The U.S. on Feb. 28 defended the Commerce Department’s continued use on remand of German third-country comparison market data for an antidumping duty investigation on Dutch-origin mushrooms. It said Commerce had adopted a presumption that actually favored petitioner Giorgio Foods, despite Giorgio's opposition to the new results (Giorgio Foods v. United States, CIT # 23-00133).
The United States sought Feb. 28 a rehearing of the Court of International Trade’s decision regarding the classification of precut chordal, radial and web fabric pieces used in airplane brakes. The products’ importer, Honeywell, would avoid duties if the ruling stands (Honeywell International Inc. v. U.S., CIT # 17-00256).
Petitioner Coalition of Freight Coupler Producers contested Feb. 24 two importers’ “slanderous” argument that the domestic rail coupler industry committed fraud that tainted an International Trade Commission injury investigation. Acknowledging the Association of American Railroads’ investigation of domestic producers’ sales of an unapproved knuckle model, it denied that any fraud had occurred (Wabtec Corp. v. U.S., CIT Consol. # 23-00157).
The Commerce Department placed an "undue emphasis on prefabrication" in a scope ruling on pencils in violation of its own regulations and case law, importer School Specialty said in a Feb. 27 brief at the Court of International Trade. Responding to claims from the U.S. and petitioner Dixon Ticonderoga Co., School Specialty said Commerce's "unreasonable fixation on 'prefabrication'" led the agency to "misjudge the true complexity and importance of the processing that occurs in the Philippines" (School Specialty v.
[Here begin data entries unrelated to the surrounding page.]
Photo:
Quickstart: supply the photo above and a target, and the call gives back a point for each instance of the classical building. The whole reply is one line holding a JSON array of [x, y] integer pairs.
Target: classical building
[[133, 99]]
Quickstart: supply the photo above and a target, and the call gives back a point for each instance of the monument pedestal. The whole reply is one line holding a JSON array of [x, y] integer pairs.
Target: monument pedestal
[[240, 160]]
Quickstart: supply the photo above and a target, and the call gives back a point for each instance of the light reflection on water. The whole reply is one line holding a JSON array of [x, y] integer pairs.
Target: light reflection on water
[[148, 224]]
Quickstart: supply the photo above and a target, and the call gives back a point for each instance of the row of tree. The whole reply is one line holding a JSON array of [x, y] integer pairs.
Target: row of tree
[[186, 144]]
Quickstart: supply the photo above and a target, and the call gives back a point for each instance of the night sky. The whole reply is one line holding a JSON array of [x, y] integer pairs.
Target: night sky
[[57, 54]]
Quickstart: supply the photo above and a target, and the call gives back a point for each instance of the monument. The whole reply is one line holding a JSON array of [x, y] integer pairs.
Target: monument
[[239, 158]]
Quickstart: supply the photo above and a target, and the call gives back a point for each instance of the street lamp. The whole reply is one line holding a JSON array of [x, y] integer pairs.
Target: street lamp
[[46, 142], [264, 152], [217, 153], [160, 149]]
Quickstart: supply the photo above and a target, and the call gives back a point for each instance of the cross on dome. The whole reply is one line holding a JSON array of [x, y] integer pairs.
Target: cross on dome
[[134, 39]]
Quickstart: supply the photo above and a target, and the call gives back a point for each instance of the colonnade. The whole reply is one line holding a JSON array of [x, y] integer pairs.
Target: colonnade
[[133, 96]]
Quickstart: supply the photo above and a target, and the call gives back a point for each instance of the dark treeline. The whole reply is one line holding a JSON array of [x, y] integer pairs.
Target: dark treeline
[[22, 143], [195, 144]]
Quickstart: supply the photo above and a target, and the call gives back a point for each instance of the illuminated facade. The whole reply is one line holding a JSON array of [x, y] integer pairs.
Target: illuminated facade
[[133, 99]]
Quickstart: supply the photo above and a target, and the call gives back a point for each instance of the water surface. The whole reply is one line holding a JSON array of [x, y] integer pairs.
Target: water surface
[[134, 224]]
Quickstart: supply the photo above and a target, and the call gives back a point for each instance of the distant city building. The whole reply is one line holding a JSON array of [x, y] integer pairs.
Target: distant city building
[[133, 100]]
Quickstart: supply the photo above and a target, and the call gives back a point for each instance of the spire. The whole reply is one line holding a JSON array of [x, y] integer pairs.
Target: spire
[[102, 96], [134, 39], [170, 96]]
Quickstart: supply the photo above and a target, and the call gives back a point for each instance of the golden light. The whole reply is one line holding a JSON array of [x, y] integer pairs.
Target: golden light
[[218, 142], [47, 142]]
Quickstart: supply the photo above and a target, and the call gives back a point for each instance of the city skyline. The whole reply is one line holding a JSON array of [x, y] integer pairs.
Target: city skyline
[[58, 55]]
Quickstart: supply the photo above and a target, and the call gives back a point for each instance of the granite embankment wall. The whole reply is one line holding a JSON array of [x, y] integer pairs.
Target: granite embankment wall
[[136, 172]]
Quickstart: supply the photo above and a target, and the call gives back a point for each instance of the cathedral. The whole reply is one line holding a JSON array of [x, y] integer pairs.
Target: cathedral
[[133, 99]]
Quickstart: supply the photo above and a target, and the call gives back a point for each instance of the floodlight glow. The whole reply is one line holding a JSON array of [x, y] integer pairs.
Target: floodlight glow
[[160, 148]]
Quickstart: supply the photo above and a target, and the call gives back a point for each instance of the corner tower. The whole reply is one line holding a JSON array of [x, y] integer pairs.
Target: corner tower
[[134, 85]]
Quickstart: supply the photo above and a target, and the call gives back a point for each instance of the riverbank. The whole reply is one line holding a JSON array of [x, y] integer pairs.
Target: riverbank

United States, CIT # 24-00098).
The Commerce Department complied with the Court of International Trade's previous order telling the agency to accept a submission from antidumping duty respondent Grupo Simec that was previously rejected for being untimely, the trade court held on Feb. 28. Judge Stephen Vaden said the agency properly followed the court's instruction and reduced the 66.7% adverse facts available duty rate on Grupo Simec to zero percent.